El Aeropuerto Internacional “Islas Malvinas” de Rosario empieza a sumar una función que puede resultar cada vez más relevante para la actividad económica de la región: el movimiento de cargas internacionales. La primera importación de productos cárnicos concretada en la terminal marcó un nuevo antecedente para una infraestructura que busca ampliar su participación en el comercio exterior.
La operación tuvo como protagonista a una partida de panceta proveniente de Brasil, destinada al frigorífico Swift. El ingreso fue fiscalizado por el SENASA, que realizó los controles documentales y sanitarios correspondientes antes de autorizar el traslado de la mercadería.
El procedimiento se llevó adelante en el depósito fiscal del aeropuerto y requirió la emisión de los Permisos de Desembarque y de Tránsito Restringido (PTR). De esta manera, la carga pudo ingresar al país y continuar su recorrido bajo control oficial.
Una oportunidad para el corredor productivo
El dato adquiere otra dimensión cuando se observa el lugar que ocupa el aeropuerto dentro del mapa económico regional. Rosario y las localidades que la rodean conforman un corredor con actividad industrial, agroalimentaria, comercial y de servicios, además de una fuerte vinculación con los mercados internacionales.
En ese escenario, contar con una terminal aérea capaz de incorporar nuevas operaciones de importación y exportación puede convertirse en una herramienta más para las empresas de la zona. Para determinadas mercaderías, la vía aérea ofrece una alternativa vinculada especialmente con los tiempos de traslado y la conexión con mercados externos.
El crecimiento de parques industriales, emprendimientos empresariales y nuevas inversiones en el oeste metropolitano refuerza la necesidad de contar con una infraestructura logística que acompañe esa expansión.
La incorporación de cargas internacionales no supone reemplazar el peso que tienen el puerto, las rutas o el ferrocarril en la región.
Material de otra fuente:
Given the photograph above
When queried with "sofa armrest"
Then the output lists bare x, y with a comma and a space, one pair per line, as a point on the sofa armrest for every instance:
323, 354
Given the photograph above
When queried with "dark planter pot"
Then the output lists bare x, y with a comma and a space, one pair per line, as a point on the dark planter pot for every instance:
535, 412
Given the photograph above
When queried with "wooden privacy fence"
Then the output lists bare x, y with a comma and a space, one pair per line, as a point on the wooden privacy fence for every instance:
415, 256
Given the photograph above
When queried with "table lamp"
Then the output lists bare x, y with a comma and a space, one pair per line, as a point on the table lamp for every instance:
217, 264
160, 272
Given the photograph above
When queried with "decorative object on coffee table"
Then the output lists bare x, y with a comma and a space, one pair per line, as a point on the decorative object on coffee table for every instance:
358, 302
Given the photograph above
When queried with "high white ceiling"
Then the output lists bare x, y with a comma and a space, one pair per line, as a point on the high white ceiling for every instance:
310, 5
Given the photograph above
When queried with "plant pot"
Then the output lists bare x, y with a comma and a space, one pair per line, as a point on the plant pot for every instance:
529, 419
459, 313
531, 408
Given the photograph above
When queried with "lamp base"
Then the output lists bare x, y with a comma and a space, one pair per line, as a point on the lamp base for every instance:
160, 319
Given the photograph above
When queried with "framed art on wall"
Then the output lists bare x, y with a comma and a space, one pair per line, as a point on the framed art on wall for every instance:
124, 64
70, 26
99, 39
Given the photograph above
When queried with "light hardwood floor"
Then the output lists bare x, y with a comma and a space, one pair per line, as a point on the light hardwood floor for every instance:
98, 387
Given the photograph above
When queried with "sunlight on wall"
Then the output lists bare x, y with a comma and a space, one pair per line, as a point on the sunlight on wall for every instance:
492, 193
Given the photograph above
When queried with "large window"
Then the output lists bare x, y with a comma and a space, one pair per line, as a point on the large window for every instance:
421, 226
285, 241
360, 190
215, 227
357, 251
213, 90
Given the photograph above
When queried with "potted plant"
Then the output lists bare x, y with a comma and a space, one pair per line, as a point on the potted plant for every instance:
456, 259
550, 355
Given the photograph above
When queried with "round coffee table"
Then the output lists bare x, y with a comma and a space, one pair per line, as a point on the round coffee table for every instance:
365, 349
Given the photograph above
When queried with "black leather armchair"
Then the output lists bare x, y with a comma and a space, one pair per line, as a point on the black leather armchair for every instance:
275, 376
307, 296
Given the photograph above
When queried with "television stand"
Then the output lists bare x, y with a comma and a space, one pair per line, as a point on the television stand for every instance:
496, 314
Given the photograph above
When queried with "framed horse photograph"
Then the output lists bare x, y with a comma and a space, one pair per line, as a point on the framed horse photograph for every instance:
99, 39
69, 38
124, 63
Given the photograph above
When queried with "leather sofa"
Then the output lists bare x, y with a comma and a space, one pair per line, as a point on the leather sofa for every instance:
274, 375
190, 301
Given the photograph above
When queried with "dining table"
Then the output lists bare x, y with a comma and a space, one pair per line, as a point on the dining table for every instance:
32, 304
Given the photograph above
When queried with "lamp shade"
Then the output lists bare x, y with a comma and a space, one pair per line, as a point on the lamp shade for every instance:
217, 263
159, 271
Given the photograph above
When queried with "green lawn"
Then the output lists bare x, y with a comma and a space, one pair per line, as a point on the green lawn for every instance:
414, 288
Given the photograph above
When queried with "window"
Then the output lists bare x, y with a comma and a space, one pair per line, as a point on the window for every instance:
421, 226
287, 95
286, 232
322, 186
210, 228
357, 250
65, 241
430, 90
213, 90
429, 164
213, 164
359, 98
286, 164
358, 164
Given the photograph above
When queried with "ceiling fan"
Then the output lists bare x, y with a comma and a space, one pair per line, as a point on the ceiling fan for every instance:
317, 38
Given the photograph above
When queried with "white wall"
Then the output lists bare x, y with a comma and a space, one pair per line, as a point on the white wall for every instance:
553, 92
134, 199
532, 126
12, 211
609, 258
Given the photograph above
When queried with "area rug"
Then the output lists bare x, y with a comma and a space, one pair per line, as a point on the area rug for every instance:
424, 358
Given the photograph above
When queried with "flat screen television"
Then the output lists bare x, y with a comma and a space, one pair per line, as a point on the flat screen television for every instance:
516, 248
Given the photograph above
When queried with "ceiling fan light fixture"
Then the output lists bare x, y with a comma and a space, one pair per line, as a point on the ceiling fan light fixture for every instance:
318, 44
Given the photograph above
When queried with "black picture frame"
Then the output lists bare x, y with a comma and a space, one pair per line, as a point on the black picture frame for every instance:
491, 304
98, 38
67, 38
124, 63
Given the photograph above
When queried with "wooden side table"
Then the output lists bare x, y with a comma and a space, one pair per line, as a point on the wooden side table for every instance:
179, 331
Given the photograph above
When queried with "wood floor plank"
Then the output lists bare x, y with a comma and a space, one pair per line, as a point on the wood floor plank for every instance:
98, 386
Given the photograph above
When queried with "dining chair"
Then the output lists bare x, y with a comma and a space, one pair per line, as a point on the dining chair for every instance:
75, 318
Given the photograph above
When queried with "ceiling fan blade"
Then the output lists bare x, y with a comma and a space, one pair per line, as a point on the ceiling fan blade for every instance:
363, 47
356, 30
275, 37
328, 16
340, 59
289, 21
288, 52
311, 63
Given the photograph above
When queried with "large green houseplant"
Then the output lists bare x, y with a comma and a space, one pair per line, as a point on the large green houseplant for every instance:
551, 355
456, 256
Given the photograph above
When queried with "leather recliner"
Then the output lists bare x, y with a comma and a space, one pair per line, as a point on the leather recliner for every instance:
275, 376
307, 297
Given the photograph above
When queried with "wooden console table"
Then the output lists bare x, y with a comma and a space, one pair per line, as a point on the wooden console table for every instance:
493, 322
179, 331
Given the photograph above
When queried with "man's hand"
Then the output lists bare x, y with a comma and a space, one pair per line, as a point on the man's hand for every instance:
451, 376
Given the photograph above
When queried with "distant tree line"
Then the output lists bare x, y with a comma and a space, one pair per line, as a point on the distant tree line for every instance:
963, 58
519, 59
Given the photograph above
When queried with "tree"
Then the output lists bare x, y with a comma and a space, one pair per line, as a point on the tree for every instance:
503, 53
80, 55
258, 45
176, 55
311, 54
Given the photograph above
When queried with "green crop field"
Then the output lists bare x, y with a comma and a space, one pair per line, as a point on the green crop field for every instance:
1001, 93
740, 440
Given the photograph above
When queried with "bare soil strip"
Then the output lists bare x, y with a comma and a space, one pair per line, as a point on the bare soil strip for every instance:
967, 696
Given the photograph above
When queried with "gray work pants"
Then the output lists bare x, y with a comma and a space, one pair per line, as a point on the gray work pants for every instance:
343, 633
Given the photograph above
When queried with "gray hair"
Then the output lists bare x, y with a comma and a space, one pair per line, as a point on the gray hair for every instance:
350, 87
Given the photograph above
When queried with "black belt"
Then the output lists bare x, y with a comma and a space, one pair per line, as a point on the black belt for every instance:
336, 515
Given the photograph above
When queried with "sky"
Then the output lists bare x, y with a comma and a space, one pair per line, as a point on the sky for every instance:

Por el contrario, suma una pieza más a una red logística multimodal en la que cada medio de transporte puede cumplir una función diferente.
La primera importación de carne representa en ese sentido una señal concreta. No se trata solamente de la llegada de una partida de panceta, sino de la posibilidad de que la terminal incorpore progresivamente nuevas empresas, productos y operaciones vinculadas al comercio exterior.